I recently received a Fulbright Research grant to study aging, this entry dives deeper into the potential and impact of this project.
This project develops a German-language AI assistant designed to help older adults manage everyday tasks while preserving autonomy and dignity. Based at Charité in Berlin, it combines large language models with real-world testing to evaluate how AI can support independent aging in practice.
What if outsourcing higher-level Cognitive Processes could help people with Cognitive Impairment maintain independence and possibly improve in their condition?
As AI becomes more powerful, a key question remains: who actually benefits from it? Humans will eventually converge with machine, Neuralink (linked, covered in a previous entry) provides an extreme, cyborg, sci-fi-like reality. Despite this, we’ve yet to understand how humans interact and could benefit from intelligent machines taking on complex cognitive processes.
AI has made up $20.7 trillion in market-cap (companies market cap database), it is debated whether this have translated to real-life value. The lifetime risk of dementia after age 55 years is 42% in the US alone (Fang et Al. 2025). Application of AI tools that have great thinking ability, could potentially serve as an adaptive support system or supplement for individuals older adults at risk of dementia.
I explore this concept in my upcoming Fulbright Research Project at Charité – Universitätsmedizin Berlin, where I will develop and design a framework where humans can directly benefit from AI:

Figure 1 – Development Chart
The system may help a user interpret an official letter, plan a trip across the city, or turn a recipe into a structured shopping list.
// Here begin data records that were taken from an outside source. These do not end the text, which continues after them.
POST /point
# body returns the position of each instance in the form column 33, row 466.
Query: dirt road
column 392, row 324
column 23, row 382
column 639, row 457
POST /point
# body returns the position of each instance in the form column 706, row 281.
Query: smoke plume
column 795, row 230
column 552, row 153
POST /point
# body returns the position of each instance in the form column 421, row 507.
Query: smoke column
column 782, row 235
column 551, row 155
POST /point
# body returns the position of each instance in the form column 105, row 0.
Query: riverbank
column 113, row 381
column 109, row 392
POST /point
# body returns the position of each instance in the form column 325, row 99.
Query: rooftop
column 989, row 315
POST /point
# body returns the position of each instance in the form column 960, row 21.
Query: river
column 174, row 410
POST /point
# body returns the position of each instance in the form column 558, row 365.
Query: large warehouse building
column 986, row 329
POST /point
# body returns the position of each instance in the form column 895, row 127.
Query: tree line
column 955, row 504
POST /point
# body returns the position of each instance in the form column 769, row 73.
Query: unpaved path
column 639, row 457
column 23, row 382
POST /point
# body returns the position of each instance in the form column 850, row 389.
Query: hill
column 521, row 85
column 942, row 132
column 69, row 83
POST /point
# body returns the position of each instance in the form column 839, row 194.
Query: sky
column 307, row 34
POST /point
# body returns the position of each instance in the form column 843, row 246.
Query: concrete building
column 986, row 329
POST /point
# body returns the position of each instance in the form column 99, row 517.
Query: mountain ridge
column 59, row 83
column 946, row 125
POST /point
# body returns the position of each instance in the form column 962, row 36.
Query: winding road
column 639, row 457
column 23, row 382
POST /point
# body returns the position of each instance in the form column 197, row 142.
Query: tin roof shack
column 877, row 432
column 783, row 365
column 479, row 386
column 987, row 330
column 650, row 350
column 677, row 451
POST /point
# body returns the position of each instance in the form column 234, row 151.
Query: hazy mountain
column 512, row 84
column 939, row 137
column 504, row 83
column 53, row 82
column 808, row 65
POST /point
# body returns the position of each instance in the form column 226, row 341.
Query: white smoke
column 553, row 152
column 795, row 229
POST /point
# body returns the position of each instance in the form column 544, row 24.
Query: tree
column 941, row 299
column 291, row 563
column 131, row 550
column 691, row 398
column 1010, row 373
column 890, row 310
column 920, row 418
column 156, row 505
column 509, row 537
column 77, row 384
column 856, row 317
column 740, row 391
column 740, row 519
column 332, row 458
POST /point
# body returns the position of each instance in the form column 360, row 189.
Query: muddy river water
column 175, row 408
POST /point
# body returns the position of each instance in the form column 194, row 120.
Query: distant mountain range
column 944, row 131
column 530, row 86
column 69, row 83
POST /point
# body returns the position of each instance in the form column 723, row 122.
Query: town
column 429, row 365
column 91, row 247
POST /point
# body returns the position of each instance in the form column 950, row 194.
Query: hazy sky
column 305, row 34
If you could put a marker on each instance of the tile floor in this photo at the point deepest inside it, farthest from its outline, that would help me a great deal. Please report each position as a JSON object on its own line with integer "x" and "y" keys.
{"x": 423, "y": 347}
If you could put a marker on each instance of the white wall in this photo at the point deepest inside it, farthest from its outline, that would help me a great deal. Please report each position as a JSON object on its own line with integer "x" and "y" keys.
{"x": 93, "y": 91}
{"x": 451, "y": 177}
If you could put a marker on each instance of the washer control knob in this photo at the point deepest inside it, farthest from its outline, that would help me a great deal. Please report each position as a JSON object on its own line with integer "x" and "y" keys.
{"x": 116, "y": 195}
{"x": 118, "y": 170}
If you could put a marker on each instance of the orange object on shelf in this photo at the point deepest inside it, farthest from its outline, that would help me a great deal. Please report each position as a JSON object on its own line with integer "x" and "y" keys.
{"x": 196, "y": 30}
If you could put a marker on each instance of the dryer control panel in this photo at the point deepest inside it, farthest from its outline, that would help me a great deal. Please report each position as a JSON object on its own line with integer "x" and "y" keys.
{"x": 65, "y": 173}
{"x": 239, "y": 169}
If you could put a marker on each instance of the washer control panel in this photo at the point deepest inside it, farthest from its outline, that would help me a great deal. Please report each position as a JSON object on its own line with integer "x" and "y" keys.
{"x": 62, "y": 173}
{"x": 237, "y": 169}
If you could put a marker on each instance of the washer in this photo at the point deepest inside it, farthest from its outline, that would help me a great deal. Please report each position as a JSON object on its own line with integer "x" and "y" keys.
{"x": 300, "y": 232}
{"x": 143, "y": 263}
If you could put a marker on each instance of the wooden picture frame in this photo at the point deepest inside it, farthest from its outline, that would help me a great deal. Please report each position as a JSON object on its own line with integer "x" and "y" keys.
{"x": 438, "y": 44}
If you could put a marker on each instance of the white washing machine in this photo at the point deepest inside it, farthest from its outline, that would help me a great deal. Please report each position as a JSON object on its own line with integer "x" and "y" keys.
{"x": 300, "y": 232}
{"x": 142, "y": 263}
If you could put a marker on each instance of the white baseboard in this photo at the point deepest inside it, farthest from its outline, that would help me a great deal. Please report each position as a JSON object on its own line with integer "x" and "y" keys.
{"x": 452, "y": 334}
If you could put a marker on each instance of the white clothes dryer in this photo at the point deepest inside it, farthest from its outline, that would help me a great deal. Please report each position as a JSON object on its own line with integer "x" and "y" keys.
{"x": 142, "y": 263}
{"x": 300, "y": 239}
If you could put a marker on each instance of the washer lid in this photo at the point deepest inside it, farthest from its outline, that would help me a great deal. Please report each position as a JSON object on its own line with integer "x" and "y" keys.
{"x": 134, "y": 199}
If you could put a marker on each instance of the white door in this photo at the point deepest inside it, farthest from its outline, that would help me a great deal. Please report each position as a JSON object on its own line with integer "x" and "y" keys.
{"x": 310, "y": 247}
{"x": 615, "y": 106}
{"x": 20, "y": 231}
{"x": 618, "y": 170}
Whether this kind of support can truly improve quality of life, slow cognitive decline, or reduce anxiety remains a major wall for many individuals and families. This project aims to examine that wall directly, and if possible, begin to break it.
Human-Machine interaction is the key to fully unlocking the potential of thinking machines. Understanding the effects and perfecting design will shape and push the limits of integrating with this technology in addition to understanding what AI really does and means for humanity.
AI simplifies intelligence, which in its essence is prediction with some pattern recognition, which is a new way for humans to develop knowledge and understand the world around us.
This project is part of my Fulbright research; views are my own.
Sources:
https://companiesmarketcap.com/artificial-intelligence/largest-ai-companies-by-marketcap/
Fang M, Hu J, Weiss J, Knopman DS, Albert M, Windham BG, Walker KA, Sharrett AR, Gottesman RF, Lutsey PL, Mosley T, Selvin E, Coresh J. Lifetime risk and projected burden of dementia. Nat Med. 2025 Mar;31(3):772-776. doi: 10.1038/s41591-024-03340-9. Epub 2025 Jan 13. PMID: 39806070; PMCID: PMC12305800.